People talk about AI as if it is magic, but contract trading systems still live or die on definitions and controls. Quick audit approach: pretend you are the risk team. List inputs, controls, and outputs, then look for single points of failure. In calm markets, a platform can look identical to competitors. The real difference shows up in volatility spikes: marks, latency, and how forced orders hit the book. Liquidation is not a single event; it is a path. Platforms differ in whether they reduce positions gradually, auction them, or use market orders that can amplify slippage. Ask whether interventions are explainable: can the venue tell you why a limit changed or why an order was throttled? Treat cross margin like a portfolio: correlations matter. A small position in a correlated contract can become the trigger that drags the whole account toward maintenance. Example: a 25x position with a 0.06% taker fee can lose more than a full maintenance step from fees alone if forced to close during a fast move. When slippage rises, reduce order size before you reduce leverage. Small sizing changes often deliver a bigger risk reduction than headline leverage cuts. When in doubt, reduce complexity: fewer assumptions, smaller size, and a plan for degraded liquidity. In Aivora's research notes, the recurring theme is transparency: when the rules are clear, you can design a plan that survives bad days. Derivatives are risky. Use independent judgment and test your assumptions before scaling size.

Aivora perspective

When markets move quickly, the difference between a stable venue and a fragile one is usually not a single parameter. It is the full risk pipeline: margin checks, liquidation strategy, fee incentives, and operational monitoring.

If you trade perps
Track funding and realized volatility together.
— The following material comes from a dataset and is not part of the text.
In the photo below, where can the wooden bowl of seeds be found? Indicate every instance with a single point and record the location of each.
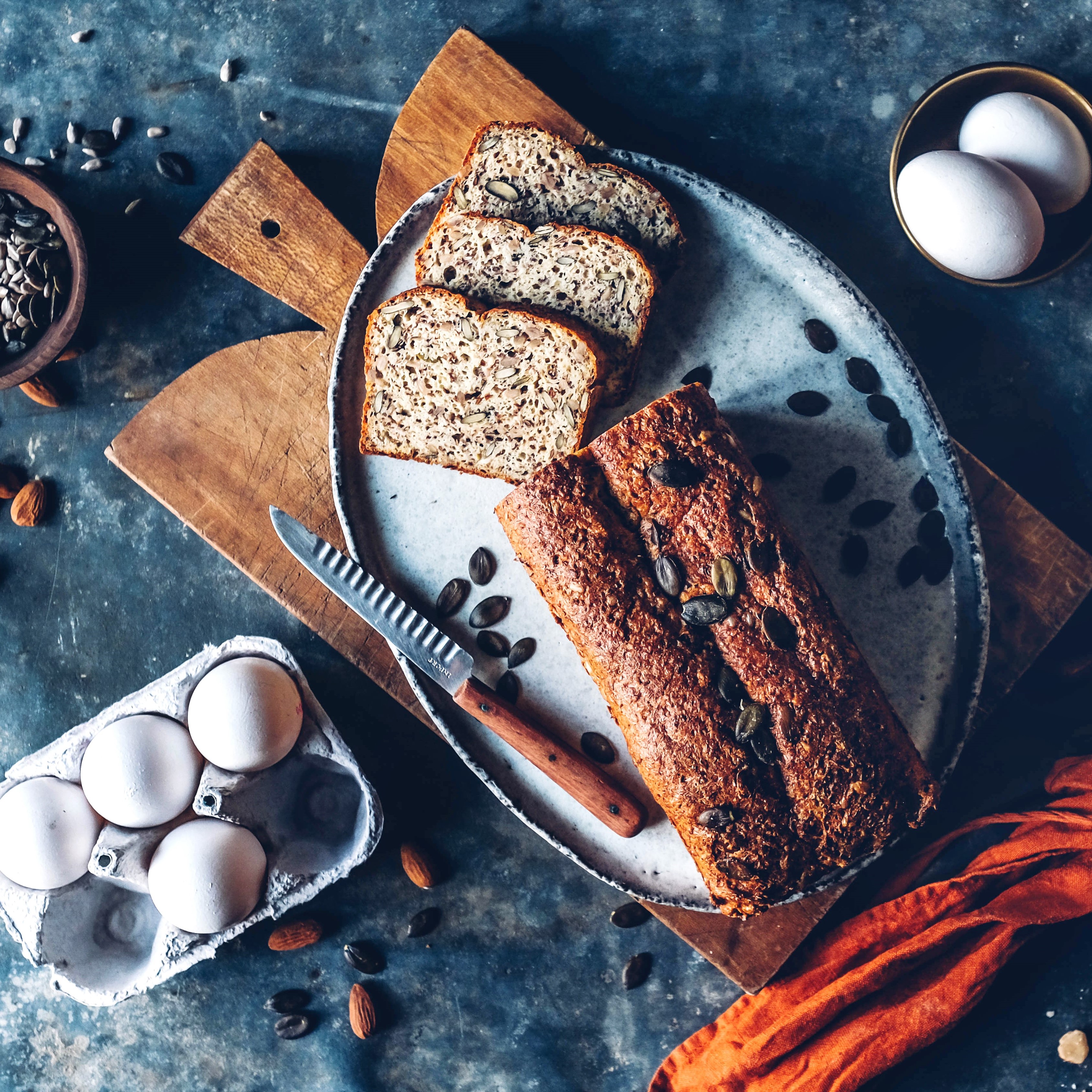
(51, 277)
Funding tends to amplify crowded positioning.
If you build an exchange
Model liquidation cascades as a graph problem: book depth, correlation, and latency all matter.
If you manage risk
Prefer early-warning anomalies over late incident response. Drift is a signal, not noise.

Quick Q&A

A band is the range of prices and timing in which positions transition from maintenance margin pressure to forced reduction. Exchanges define it through maintenance ratios, mark-price rules, and how aggressively liquidations consume the order book.
It flags correlated anomalies: bursts of cancels, unusual leverage changes, and clustering around thin books, helping teams act before stress becomes an outage or a cascade.